Das 421 mulheres que hoje estão presas na penitenciária feminina, 206 trabalham. Há no local, além da Bematech, uma empresa de costura. Vice-diretora da unidade, Daniela Fidalgo de Barros explica que parte da remuneração recebida é destinada aos familiares, que muitas vezes usam a verba para comprar itens de higiene pessoal e alimentação para as próprias detentas. Cerca de 20% do salário fica em uma poupança, entregue no dia da soltura. Daniela conta que o trabalho também proporciona uma rotina mais tranquila dentro da penitenciária.
ONGs e direitos
O trabalho de organizações não governamentais também é fundamental para a garantia dos direitos das pessoas privadas de liberdade e para a ressocialização dos presos. Instituições como a Pastoral Carcerária e Justiça Global foram as responsáveis por levar a público as graves violações que ocorrem nas penitenciárias brasileiras.

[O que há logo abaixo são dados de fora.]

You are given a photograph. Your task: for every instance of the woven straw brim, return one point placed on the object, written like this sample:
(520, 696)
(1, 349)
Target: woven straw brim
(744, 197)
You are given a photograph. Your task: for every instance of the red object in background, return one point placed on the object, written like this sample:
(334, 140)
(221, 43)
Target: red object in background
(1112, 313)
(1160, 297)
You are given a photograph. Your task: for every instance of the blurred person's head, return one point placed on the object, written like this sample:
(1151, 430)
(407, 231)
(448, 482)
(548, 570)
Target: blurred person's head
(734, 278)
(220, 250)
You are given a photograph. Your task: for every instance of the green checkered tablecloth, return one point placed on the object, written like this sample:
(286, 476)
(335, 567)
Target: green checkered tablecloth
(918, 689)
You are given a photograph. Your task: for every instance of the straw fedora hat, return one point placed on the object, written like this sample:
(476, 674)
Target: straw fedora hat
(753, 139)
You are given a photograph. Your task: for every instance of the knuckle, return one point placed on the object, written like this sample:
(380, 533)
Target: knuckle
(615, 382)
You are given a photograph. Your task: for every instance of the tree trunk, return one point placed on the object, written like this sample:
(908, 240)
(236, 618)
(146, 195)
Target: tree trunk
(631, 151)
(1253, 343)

No Paraná, a ONG Iddeha (Instituto de Defesa dos Direitos Humanos) criou um centro de referência no complexo penal de Piraquara após uma rebelião em 2010.
A organização foi procurada por familiares dos presos e ajudou na mobilização por melhores condições, além de receber denúncias e realizar encaminhamentos jurídicos. A assistente social do Iddeha, Renaria Silva, conta que algumas mulheres chegaram a criar uma rede para acompanhar as reivindicações. Hoje o projeto está paralisado por falta de verbas.
Entrave nos governos deixa vagas em aberto
Em 2009, o Conselho Nacional de Justiça (CNJ) lançou o programa Começar de Novo, com o objetivo de garantir aos ex-detentos uma oportunidade de trabalho, para que possam recomeçar a vida com alguma expectativa. Até agora, 2.211 presos já encontraram trabalho por meio da iniciativa, mas ainda há entraves nos governos estaduais e 2,8 mil vagas ainda não foram preenchidas.
Além de fazer campanhas para conscientizar a sociedade, o CNJ lançou o Portal de Oportunidades, onde empresas podem se cadastrar e disponibilizar vagas tanto para presos quanto para egressos do sistema carcerário. Outra ação do órgão foi o lançamento de duas cartilhas, para homens e mulheres, explicando os direitos e os deveres dos detentos.
Em setembro do ano passado, o ministro Cezar Peluso, atual presidente do CNJ, declarou que o Brasil tem uma das maiores taxas de reincidência do mundo, com 70%. Isso significa que, de cada 10 presos, sete voltam a cometer crimes após serem libertados. Segundo o órgão, hoje só 14% dos detentos trabalham e apenas 8% estudam.
No Paraná, a meta é de 100% de acesso à profissionalização e educação até o fim de 2014. Ou seja, o governo pretende que todos os presos em penitenciárias do estado estejam trabalhando ou estudando. No fim do ano passado, 30% dos apenados estavam estudando (contra 24% em 2010) e 25% trabalhavam (eram 22,5% no ano anterior).
O Começar de Novo teve início a partir da realização dos Mutirões Carcerários, explica o juiz auxiliar da presidência do CNJ Márcio Fraga. “A soltura sem possibilidade de a pessoa se restabelecer não adiantava”, explica. Para os empresários que aceitam o desafio de empregar detentos e ex-detentos, Fraga diz que os benefícios são grandes. “Eles são geralmente bastante dedicados ao trabalho e existem vantagens previdenciárias. Além disso, há a responsabilidade social.”